An interesting note when comparing the two letters above is that Basswood frames the discussion as the need to sell the company to a larger bank while PL Capital frames the discussion as setting a partnership - presumably between equally sized companies. Basswood's letter is also much more confrontational - focusing on share price gains while PL Capital's letter takes a friendlier approach and focuses on shareholder returns.
Clover Partners, which owns 287,629 shares of the company as reported in their Q1 13F filing (around 2% of shares outstanding), recently sent another letter to the board of directors which highlighted their concerns with the company's high non-interest expenses. The letter illustrates how the company's ROAA, ROTCE, and Efficiency Ratio are well below the average of similarly sized Northeast and Mid-Atlantic regional banks.
In the letter, they conclude that the best path for the company is to seek strategic partners or sell the company. They estimate the company is worth $29 to $30 in a sale - 171% to 179% P/TBV.
All three large shareholders are making the case that the current management and strategy are leading to lower profitability and lower shareholder returns. This is a difficult conclusion for any board of directors and management team to come to - but the numbers do illustrate that this appears to be the case. There are certainly cost savings which could be had without hurting the community-focused culture of the bank. One example of such savings is reducing the amount of time each week that the branches are open. While these branch hours were very important a number of years ago - and are undoubtedly important to some of their patrons now - the ubiquity of ATMs, community bank website availability, and mobile phone applications makes the extended hours significantly less important to bringing in patrons since they can bank 24/7 digitally.
Only one analyst covers the stock with a $26 target. The lack of analyst coverage on the stock is probably a big reason why shares are not pricing in any takeover. If the stock were more widely followed, these three letters from shareholders would have driven the shares up meaningfully in expectation of a sale.
While there are no concrete plans to sell the company at this time, the share price of Metro Bancorp is priced as though there is no possibility of a take-over. The shares are trading at a forward PE of 15.5 - below the multiple of the S&P 500. The company is also trading at only 1.3x book value. As shown below in a slide from PL Capital's Value Investing Conference presentation, this is below both the current average price to book value for banks under $5 billion and well below the average P/TBV since 1993.
At this point, the company cannot simply ignore these shareholders if they do not pursue a sale. The current management must prove why they will achieve better results by staying independent. All three letters focused on high expenses so at the very least, the company would probably pursue meaningful cost cuts. These should improve earnings in the future if they do stay independent and the rosy outlook that management will need to illustrate should attract new shareholders and bring higher share prices.
If the board of directors are following their fiduciary duty, these letters sent from holders of roughly 20% of shares outstanding should compel them to take steps to explore a sale.
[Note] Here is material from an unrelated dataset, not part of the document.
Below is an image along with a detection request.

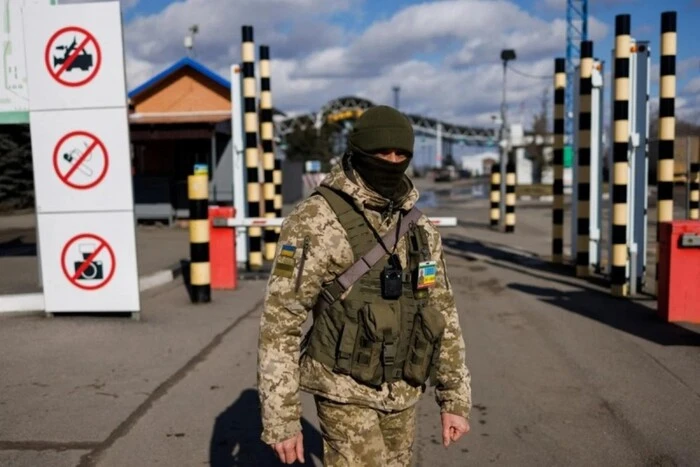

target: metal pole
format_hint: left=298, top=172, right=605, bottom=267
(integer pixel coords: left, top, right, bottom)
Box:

This potential for a sale is not reflected in shares at current prices.
As both PL Capital and Clover Partners point out, a reasonable expectation for a buyout offer is approaching $30 per share - a 30%+ increase over current prices. Even if the company is not immediately put up for sale, the outlook for the company is reasonably good with continued increases in profits and growth in book value in addition to any cost savings which management would need to make to pacify these shareholders. This presents a very good investment opportunity with multiple paths to strong shareholder returns.